Friday, March 21, 2008

Changing scenarios, transferable concerns!


















By Camila


After 5 days in New Delhi, we finally arrived in Gujarat, where we will be observing and participating in the activities of the Navsarjan Trust, particularly the activities of the Center for Dalit Empowerment (or DSK.) The Trust is directed by Martin Macwan, a great host, a world-renown activist, and a true leader.

From New Delhi, especially after riding for a total of 8 hours on the way from the Faridabad Border, I leave with a very strong memory of an urban space that is overwhelming at many levels.

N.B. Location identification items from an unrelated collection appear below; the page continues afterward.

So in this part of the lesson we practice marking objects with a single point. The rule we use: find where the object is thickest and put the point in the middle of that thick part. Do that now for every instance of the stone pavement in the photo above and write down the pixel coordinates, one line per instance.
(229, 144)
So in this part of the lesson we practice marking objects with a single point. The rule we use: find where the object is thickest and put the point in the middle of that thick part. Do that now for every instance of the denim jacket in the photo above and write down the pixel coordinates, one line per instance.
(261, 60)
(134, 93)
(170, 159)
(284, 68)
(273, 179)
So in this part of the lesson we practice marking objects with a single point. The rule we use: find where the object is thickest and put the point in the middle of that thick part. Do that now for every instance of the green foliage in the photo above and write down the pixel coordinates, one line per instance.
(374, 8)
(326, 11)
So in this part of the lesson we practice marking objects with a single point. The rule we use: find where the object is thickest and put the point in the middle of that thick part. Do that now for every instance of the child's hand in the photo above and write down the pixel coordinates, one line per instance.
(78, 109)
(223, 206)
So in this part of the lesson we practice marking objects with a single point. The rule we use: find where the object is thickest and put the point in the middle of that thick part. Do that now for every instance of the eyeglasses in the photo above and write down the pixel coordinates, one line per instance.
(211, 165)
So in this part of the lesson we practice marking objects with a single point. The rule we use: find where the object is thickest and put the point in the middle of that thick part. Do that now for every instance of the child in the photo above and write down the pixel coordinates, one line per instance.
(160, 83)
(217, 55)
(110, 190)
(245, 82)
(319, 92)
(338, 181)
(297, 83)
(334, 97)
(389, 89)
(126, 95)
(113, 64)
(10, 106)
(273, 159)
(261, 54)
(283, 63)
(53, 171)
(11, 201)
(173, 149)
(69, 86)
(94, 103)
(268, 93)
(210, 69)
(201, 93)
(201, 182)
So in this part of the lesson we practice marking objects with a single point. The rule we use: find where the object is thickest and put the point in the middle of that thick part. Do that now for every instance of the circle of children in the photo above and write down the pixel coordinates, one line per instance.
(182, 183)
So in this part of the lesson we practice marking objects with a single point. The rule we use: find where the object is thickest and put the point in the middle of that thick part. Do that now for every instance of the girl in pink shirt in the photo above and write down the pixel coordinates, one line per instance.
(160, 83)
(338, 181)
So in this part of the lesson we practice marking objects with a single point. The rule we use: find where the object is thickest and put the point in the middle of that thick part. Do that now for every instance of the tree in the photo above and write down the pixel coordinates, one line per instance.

While cars, motorcycles, bicycles, pedestrians, scooters, auto-rickshaws, and German cars all ride together and with no acknowledgement of the
pedestrians, cows, and dogs, the city vibrates between old and new and very rich and very poor. Going to the Taj Mahal, one of the most luxurious architectural accomplishments on earth, we have seen cardboard houses, homeless children, and open sewers, all less than 5 meters from the chaotic traffic described. We have seen various trucks carrying perhaps ten times the amount of a reasonable load of grains, jeopardizing even further the situation of the transients for the sake of profit. At the Taj Mahal, we were astonished with its beauty, and I myself questioned the dichotomy between the availability of resources that Shah Jahan could deploy to build the masterpiece because of his source of power, and the fact that as a ruler, his responsibilities should have been towards deploying such resources to his people, who are for the most part and to this day victims of an unjust power structure.

Now in Gujarat, the rural scene is different, but similar concerns strike our minds, as we prepare to spend almost a week on a very unfamiliar environment. We have dealt with things ranging from difficulties with the shower, bed, toilets, etc., to more substantial conflicts between our views of poverty and the poverty seen in India.

The poverty seen here in rural and urban spaces are not visually the same; however, they raise similar issues and are in nature the result of regional caste politics and stratification. Issues such as open sewage are common, despite the fact that the more pressing and urgent issue of manual scavenging is more related to the villages and the rural communities. Unemployment among Dalits and, especially, illiteracy among the Dalits are major concerns in both rural and urban spaces, despite the fact that in urban areas mobility within caste has generated organized social mobilization. In rural areas, mobilization operates even more in terms of building a lost identity, empowerment, and inclusion in the more basic processes of social life. We are starting to see these dynamics play out here with the students of DSK and we hope to further this analysis with many more stories to tell.